Ce Festival de Cannes 2010 semble décidément être celui du souvenir et de l’hommage. Après l’hommage rendu le mercredi 12 lors de la cérémonie d’ouverture à Jafar Panahi emprisonné et n’ayant donc pas pu rejoindre le jury, pas une journée ne se passe sans qu’un hommage ne soit rendu au cinéma international.
Le jeudi 13 mai fut une journée hommage à la crise actuelle avec la projection du film d’Oliver Stone « Wall Street 2, l’argent ne dort jamais ».
Le vendredi 14 mai, le Festival a rendu hommage au cinéma italien avec la projection de la version restaurée du chef d’œuvre « Le Guépard » de Luchino Visconti, grâce à l’action conjuguée de Gucci et de l’organisation « The Film Foundation » présidée par Martin Scorcese.
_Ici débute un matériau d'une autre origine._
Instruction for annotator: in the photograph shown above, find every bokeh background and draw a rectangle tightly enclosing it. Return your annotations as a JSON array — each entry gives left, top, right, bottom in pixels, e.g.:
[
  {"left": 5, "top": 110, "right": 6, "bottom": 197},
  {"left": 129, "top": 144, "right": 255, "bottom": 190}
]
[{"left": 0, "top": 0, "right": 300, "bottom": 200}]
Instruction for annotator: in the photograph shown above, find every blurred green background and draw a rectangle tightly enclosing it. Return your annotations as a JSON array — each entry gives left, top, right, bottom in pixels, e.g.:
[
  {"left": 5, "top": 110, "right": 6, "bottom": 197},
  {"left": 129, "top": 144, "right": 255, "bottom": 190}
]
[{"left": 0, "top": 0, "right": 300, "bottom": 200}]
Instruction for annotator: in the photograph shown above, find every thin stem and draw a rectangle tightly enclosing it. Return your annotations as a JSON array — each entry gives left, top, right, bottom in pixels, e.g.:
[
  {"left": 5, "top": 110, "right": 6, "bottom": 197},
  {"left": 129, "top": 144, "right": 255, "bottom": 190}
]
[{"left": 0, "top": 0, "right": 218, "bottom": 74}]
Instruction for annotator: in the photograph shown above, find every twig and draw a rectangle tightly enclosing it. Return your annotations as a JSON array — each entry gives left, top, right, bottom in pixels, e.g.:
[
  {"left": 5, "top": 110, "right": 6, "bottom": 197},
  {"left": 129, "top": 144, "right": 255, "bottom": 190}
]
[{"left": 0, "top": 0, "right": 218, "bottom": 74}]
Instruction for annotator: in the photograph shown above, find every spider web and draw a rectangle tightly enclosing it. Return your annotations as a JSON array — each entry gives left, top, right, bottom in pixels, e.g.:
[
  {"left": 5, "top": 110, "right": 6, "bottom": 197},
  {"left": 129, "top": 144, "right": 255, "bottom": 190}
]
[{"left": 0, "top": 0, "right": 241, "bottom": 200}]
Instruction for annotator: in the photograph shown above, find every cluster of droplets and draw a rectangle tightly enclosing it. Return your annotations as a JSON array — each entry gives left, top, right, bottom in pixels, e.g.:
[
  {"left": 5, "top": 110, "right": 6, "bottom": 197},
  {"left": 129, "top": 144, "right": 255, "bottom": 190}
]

Le samedi 15 mai fut une journée riche en hommages. D’abord celui rendu au cinéma espagnol par le Ministre de la Culture Frédéric Mitterrand qui a été l’occasion de voir réunis Rossy De Palma, Maria Luisa Paredes, Elsa Pataky, Pilar López de Ayala et surtout la voix la plus forte du cinéma espagnol, Pedro Almodovar.
La soirée du 15 mai fut également l’occasion de rendre hommage à l’un des plus grands réalisateurs américains depuis plus de trente ans : Martin Scorcese. Réalisateur de génie au talent toujours intact, son cinéma aborde sans cesse l’identité italo-américaine, les notions catholiques de culpabilité et de rachat, le machisme et la violence. Qui ne se souvient pas de films tels que Taxi Driver, Raging Bull, Les Affranchis, Casino, Gangs of New York, Les Inflitrés et le dernier en date Shutter Island. Il a aussi participé à l’émergence de grands acteurs, avec en premier lieu Robert de Niro, acteur fétiche dès ses débuts qui fut son alter-égo dans ses films. Tout le monde se souvient de cette scène de la Palme D’or du Festival de Cannes 1976 (Taxi Driver) où Robert de Niro parle à son reflet dans le miroir : « You talkin’ to me ? » . Fidèle dans ses choix d’acteurs, le réalisateur multilplie les tournages avec ses acteurs fétiches, le dernier en date étant Leonardo di Caprio. Ses films décryptent souvent des personnages au profond malaise dont il traduit les inquiétudes constantes et restent profondément marqués par son quartier d’enfance de Little Italy à Manhattan.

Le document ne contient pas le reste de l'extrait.